As the Czar entered the Princess's room, and Ihnasko was alone with his wife, he could not refrain from asking—

"What did you mean by 'king's daughter'?"

"Slow coach! Don't you know that yet? She has lived the last eight years in your house without your knowing that she is the daughter of a Circassian king. Her father was once a mighty ruler there, where the currants and olives grow; he was killed by the Turks, and the Queen brought her crown and her little daughter, and fled to us for protection. She was a wonderfully handsome woman. I saw her once in all her national costume at a New-year's review. I did not wonder at what had happened. It was General Lazaroff who had received orders to bring her from her own country to Russia. The General was a man of amorous nature. On one occasion the wine he drunk flew to his head, and he forgot that he was escorting a queen, and only saw the lovely woman. But the Circassian butterflies have stings as sharp as any bee. The Queen drove her kindzal into his heart, and he fell down dead at her feet. Not much was made of the affair; it was hushed up. The Queen was put into a convent, where she has always been treated with royal honors. But she is not allowed to leave it. Only on New-year's day she takes her place with the widowed Queens of Imeritia and Mingrelia on the steps of the throne. As for her little six-year-old daughter, she was taken from her, that her royal mother might not teach her to follow her ways.
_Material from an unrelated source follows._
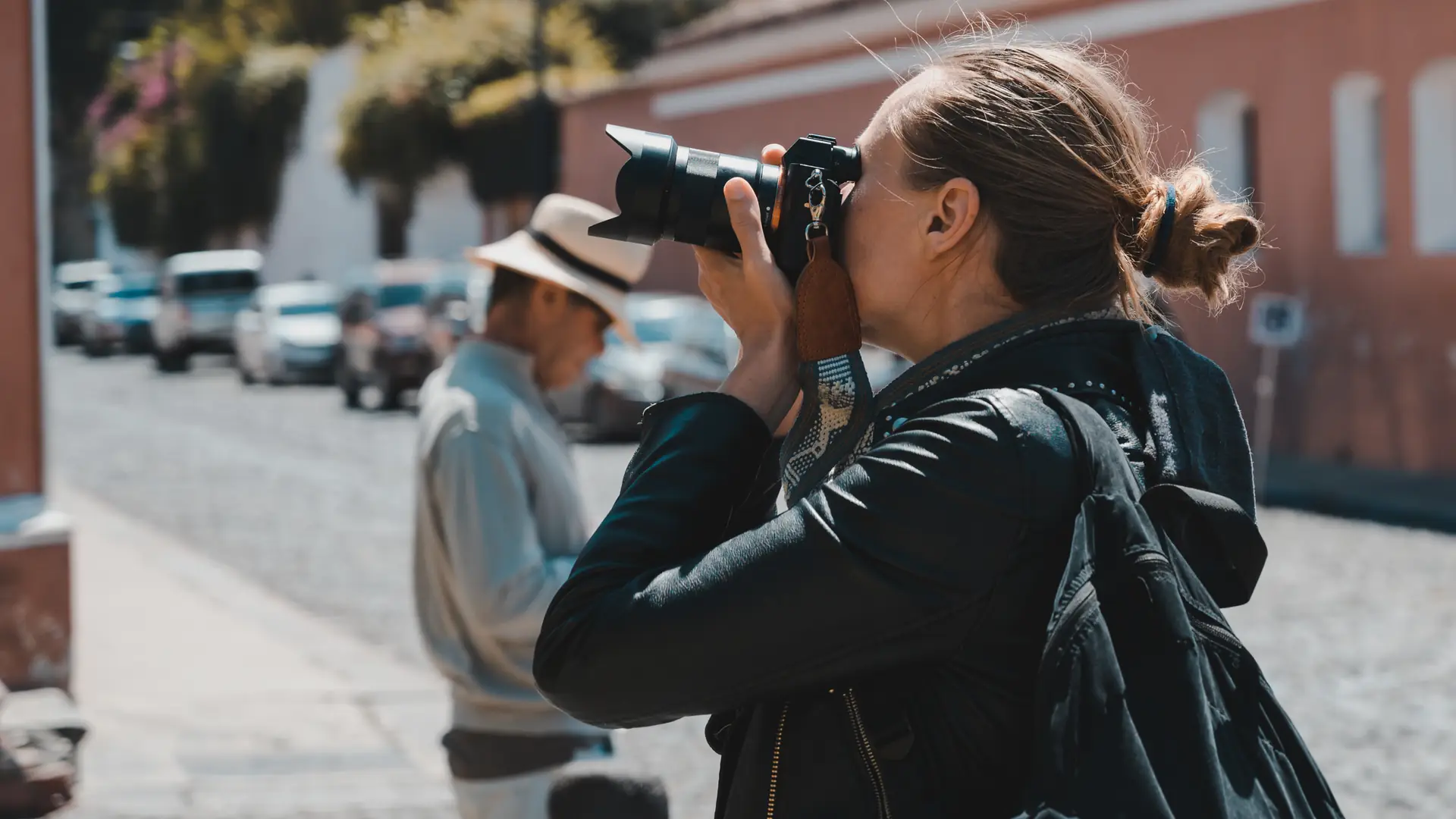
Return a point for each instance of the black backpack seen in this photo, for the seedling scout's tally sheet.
(1147, 706)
Why, there would not be a man left in St. Petersburg! The child was intrusted to Princess Ghedimin's care, who has not the blessing of a child of her own."

"What child?" blurted out Ihnasko.

"Oh, you goose! What a question to ask! What child? None at all, seeing she hasn't got one. Don't wink at me, or you'll get a cuff in the face. So the king's daughter was brought to Ghedimin Palace, and is now a member of the family. Forgetting her own mother, she looks upon the Princess as one."

"I should just like to know why the Princess sends her here to visit your sick princess?"

"That's nothing to do with your thick skull."


The other draught-player is Sophie Narishkin, a tall, delicate-looking girl with straw-colored hair. It is well that she is kept in strict retirement, for in face she is the image of what Princess Ghedimin was at that age. There is an expression of premature wisdom in her countenance blended with that of superstitious fear. Her eyes wear a softer look than those of her prototype; instead of Princess Ghedimin's haughty, contemptuous expression, hers are dreamy and melancholy.

What can be a maiden's dreams who knows nothing of the world? The world, peopled with mankind. She may dream of lovely landscapes, of rocks, woods, waterfalls. But of the beings who people the world she knows none save her nurse, to whose fairy tales she listens so eagerly, and her governesses, who had vainly striven to indoctrinate her into the sciences and fine arts.